A. This may sound like a cliché but building meaningful relationships is so important. You obviously should perform at a high level and do everything with excellence. But it’s also incredibly important to develop relationships within your organization with people who can help you develop and who can speak on your behalf when you aren’t in the room. Having a sponsor in an organization is critical. But it’s also important to have relationships with an array of people outside of your department, and at all levels, who can speak to your effectiveness and performance. Oftentimes, we think we can put our heads down and just do a good job and people will notice. But the higher up you go, people will assume that you are doing a good job and that you are competent. What really will separate you is the relationships that you build because people will be more likely to think of you when opportunities arise if they have a good relationship with you.
The other thing I have learned over time is that everyone needs to know their value, find their voice and use it as early as you can. I think many women in particular have a narrative in their own head that stops them from offering their ideas very freely. I think even if you feel the fear, speak out anyway. Most of the time it will be a positive contribution, and even when it is not, it’s useful because you have to learn to pick yourself up and move on. We have to learn not to internalize our mistakes or failures.
Q. What is something interesting that you about you that people are not generally aware of that you’re willing to share?
A. I started my career as a public relations specialist for a pharmaceutical company. I majored in journalism with a concentration in PR in college. I took a year off before going to law school to try out public relations because I really enjoyed the corporate PR internships I had while college. One was with the predecessor to Merck Pharmaceuticals at a company called Burroughs Wellcome. The company developed the first drug to treat AIDS, called AZT, in the early days of the AIDs epidemic. The drug was really expensive, so the company faced a big public backlash complete with protestors and sit-ins on the front steps of the company. I joined the company right after that, but it was exciting to be a part of a PR team that was faced with a such a huge challenge from a crisis communications standpoint, and to learn how to navigate such a high-profile issue.
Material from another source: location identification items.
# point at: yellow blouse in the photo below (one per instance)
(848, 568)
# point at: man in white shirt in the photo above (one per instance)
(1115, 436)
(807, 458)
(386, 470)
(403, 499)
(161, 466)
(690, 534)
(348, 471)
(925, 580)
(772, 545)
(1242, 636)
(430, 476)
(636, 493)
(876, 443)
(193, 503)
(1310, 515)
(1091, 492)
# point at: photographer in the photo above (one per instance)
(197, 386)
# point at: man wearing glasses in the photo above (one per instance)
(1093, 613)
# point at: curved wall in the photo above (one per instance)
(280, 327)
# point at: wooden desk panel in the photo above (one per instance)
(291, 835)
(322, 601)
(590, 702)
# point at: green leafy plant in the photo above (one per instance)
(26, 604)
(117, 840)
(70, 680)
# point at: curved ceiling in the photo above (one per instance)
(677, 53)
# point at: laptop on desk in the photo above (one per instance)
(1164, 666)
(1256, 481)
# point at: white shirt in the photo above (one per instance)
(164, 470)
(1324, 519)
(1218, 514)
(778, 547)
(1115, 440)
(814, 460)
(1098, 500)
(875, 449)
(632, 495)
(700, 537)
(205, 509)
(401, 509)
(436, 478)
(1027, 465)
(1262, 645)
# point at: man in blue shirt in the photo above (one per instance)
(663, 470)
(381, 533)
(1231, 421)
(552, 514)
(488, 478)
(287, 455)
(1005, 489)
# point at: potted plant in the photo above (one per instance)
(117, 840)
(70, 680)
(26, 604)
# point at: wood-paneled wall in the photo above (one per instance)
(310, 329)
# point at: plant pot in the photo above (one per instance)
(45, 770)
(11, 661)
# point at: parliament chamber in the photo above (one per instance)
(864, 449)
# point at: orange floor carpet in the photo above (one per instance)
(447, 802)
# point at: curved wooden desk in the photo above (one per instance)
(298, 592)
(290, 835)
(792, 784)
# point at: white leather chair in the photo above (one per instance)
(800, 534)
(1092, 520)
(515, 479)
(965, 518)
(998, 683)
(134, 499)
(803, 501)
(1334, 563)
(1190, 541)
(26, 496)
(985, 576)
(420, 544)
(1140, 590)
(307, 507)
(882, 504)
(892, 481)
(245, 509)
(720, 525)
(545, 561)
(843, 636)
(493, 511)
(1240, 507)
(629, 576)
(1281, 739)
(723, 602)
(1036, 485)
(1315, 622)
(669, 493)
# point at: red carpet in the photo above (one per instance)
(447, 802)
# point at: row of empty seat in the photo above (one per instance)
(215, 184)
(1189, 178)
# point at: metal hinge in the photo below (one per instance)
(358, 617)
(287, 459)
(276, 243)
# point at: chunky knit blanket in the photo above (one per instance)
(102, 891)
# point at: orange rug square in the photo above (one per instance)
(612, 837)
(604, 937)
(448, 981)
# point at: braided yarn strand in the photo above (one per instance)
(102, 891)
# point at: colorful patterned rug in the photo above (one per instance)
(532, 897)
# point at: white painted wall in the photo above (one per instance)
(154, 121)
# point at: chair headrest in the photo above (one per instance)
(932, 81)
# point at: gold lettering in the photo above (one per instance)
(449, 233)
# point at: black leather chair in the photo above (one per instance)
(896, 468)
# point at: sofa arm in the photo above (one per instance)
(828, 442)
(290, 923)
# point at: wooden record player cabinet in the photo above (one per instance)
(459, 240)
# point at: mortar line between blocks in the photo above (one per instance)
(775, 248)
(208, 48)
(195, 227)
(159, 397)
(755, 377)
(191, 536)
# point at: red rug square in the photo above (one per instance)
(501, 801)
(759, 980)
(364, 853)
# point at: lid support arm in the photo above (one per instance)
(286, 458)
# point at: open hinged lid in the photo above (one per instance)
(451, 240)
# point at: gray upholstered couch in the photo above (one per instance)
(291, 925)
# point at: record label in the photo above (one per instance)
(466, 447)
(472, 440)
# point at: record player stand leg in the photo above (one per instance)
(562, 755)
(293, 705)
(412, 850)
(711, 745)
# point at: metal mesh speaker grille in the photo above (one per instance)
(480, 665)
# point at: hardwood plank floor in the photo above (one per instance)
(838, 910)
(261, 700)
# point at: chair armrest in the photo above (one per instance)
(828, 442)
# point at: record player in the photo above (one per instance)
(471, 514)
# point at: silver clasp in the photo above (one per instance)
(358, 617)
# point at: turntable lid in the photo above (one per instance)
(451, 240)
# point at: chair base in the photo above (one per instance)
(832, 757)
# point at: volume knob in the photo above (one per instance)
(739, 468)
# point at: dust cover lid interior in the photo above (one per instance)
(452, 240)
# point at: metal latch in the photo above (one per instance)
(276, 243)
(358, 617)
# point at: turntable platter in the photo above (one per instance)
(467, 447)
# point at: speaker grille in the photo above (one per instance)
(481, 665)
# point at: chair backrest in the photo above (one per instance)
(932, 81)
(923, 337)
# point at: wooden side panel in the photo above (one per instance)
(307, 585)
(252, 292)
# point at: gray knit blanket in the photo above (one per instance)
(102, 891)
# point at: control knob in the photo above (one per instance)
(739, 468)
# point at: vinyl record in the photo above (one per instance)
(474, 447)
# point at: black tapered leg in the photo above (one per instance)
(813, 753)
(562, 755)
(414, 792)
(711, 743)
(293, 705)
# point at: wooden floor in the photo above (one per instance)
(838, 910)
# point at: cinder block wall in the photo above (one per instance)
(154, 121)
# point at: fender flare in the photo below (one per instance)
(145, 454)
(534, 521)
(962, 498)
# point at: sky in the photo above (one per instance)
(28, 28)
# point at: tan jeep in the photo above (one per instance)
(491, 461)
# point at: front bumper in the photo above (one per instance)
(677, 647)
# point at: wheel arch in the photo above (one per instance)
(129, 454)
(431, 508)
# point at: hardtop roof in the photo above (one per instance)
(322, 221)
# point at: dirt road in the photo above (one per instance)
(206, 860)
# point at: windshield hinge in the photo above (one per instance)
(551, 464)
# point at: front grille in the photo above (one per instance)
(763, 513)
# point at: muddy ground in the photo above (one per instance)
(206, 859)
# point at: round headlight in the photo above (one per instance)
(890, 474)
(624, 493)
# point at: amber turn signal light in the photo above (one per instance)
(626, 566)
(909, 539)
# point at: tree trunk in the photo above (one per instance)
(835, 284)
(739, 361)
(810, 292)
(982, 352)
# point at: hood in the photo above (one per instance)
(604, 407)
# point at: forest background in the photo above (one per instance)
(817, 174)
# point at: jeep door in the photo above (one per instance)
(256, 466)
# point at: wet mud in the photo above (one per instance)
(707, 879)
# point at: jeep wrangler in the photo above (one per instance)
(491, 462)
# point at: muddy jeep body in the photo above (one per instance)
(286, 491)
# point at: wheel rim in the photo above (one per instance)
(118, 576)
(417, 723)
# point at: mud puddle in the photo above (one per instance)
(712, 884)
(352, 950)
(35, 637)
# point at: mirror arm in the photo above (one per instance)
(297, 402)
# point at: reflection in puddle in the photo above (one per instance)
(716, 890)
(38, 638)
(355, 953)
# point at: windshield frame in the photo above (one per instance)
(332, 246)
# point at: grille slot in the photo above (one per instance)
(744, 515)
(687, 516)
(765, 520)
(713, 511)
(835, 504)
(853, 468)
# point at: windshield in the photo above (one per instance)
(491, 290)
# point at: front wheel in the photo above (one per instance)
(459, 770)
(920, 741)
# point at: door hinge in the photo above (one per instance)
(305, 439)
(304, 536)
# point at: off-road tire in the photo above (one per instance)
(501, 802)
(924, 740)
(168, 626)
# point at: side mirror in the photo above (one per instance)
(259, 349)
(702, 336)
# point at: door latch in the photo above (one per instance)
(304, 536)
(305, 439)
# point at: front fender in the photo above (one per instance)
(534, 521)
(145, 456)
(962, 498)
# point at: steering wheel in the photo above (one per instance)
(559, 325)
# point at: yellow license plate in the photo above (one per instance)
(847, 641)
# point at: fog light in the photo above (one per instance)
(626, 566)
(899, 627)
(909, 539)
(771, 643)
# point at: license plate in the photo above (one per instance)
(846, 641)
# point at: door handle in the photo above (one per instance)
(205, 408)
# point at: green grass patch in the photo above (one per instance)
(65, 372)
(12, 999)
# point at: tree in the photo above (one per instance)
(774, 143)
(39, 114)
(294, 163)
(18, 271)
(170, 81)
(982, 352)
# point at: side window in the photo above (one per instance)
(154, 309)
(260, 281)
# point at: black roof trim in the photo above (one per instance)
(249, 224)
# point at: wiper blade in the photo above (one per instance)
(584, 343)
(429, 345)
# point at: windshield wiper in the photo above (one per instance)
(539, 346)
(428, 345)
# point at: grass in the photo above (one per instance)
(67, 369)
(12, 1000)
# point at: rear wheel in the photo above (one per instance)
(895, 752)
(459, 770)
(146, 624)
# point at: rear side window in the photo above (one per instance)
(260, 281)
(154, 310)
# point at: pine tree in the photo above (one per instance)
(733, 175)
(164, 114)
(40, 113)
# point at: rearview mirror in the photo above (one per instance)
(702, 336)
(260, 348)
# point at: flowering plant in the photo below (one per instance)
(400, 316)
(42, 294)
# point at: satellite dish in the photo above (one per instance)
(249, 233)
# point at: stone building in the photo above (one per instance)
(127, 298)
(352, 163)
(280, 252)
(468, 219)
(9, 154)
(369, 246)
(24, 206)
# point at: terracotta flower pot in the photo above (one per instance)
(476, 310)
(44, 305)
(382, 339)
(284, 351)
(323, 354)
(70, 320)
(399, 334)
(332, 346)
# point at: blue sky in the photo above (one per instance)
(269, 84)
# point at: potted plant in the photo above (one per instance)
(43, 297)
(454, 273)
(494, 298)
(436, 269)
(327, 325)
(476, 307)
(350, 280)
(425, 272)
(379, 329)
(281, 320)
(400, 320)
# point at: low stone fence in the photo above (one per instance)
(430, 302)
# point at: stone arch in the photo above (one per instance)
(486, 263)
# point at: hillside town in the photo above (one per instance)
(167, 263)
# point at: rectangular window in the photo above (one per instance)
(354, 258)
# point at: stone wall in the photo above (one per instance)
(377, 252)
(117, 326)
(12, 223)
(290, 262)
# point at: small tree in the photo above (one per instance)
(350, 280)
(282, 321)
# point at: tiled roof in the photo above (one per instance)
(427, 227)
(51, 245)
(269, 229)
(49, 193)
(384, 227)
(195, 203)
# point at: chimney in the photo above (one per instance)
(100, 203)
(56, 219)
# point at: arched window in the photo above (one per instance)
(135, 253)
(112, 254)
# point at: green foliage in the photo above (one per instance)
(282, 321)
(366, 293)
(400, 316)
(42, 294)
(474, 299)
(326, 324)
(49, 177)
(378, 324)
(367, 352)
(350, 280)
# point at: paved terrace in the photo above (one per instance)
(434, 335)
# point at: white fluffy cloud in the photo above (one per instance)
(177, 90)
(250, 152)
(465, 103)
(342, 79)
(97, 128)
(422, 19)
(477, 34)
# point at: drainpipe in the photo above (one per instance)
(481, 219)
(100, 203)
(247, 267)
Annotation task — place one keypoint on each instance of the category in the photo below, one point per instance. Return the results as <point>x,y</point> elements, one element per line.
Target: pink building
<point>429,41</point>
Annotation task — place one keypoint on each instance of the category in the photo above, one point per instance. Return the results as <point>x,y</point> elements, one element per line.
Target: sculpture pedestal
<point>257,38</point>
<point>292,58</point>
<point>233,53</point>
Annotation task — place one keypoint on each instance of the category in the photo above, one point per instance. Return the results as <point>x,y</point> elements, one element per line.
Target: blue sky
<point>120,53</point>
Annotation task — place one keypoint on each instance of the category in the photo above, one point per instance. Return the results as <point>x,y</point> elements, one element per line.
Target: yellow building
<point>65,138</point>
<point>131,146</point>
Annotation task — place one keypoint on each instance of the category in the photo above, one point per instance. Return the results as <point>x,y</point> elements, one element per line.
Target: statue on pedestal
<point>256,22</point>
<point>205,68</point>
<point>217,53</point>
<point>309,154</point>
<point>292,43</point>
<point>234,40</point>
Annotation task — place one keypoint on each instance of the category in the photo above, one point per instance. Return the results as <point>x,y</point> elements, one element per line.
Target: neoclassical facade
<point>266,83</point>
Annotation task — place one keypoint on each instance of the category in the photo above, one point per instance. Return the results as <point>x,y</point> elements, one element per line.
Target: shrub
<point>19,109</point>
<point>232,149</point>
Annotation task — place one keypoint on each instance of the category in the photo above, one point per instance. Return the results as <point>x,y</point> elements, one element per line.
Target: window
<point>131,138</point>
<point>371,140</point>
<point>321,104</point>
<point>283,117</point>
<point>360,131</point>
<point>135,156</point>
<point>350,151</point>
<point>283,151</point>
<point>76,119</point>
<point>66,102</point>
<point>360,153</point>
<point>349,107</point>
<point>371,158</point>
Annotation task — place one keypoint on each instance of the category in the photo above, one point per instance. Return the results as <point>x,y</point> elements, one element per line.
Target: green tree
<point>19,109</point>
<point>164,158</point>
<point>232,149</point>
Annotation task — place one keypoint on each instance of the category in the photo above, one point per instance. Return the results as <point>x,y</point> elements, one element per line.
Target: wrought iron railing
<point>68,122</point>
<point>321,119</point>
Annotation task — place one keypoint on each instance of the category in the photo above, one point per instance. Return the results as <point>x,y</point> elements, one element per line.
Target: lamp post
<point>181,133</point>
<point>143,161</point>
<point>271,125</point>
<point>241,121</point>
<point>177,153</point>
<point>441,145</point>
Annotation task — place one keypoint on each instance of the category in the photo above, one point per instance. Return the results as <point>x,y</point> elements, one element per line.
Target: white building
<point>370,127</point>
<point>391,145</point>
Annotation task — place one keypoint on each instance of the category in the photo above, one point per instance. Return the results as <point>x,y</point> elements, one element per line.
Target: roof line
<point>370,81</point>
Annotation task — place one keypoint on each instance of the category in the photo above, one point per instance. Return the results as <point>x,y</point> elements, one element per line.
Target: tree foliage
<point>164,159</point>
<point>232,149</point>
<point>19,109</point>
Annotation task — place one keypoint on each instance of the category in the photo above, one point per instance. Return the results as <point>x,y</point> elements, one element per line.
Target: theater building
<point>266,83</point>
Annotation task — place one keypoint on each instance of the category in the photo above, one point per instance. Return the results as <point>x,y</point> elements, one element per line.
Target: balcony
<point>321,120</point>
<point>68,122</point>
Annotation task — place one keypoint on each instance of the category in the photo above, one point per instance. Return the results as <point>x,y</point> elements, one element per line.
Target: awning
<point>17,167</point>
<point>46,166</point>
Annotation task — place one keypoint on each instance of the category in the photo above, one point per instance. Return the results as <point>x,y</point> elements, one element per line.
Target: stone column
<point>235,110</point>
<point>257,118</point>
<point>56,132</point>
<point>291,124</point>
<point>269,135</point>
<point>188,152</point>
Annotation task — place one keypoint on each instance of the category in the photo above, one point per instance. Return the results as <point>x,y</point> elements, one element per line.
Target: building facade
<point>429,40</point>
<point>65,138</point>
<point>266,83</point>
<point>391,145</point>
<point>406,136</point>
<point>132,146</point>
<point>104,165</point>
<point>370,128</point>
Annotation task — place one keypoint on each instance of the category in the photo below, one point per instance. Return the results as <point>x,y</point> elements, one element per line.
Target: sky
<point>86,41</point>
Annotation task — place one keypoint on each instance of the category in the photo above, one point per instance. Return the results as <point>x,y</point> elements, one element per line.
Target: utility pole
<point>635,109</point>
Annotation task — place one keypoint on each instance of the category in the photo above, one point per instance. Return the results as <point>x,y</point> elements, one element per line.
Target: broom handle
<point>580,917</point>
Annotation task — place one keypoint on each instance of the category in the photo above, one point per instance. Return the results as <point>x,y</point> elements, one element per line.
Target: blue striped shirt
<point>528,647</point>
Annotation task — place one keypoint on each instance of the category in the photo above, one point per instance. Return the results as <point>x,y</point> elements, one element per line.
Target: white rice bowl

I ultimately decided to go to law school, but I spent an exciting year in corporate PR.
Q. How has your life changed as a result of COVID-19?
A. I have a much more flexible schedule now because I usually work a few days from home. This allows me to structure my work differently. I generally try to reserve work that requires a lot of solo time and deep thought like writing or analysis for days when I’m working from home and have the benefit of quiet time with few interruptions. I try to schedule meetings and projects that require cross-functional collaborations with my colleagues for the days I’m in the office. Before Covid, I wasn’t as intentional about managing my calendar in this way. Like many others, I find the flexibility of working from home a few days a week helps me to have greater control over my personal life. By cutting out my lengthy commute a few days a way I am more productive at work and at home.
Q. How long have you been an FCBA member, and what to you is the value of FCBA membership?
A. I have been a member of FCBA for over 20 years. I joined as soon as I started as a junior associate at my law firm. I value the opportunity to network with other members of the bar that I may not have an opportunity to meet or spend much time with in the normal course of my work. I have built meaningful personal and professional relationships through FCBA. It’s also incredibly impactful to have such a large bar pool the resources of the companies and law firms represented in the bar to give back to aspiring future professionals through FCBA’s many scholarship and mentorship activities. I served a stint on the FCBA Foundation and had an opportunity to see first-hand how FCBA scholarships change the lives of so many talented students.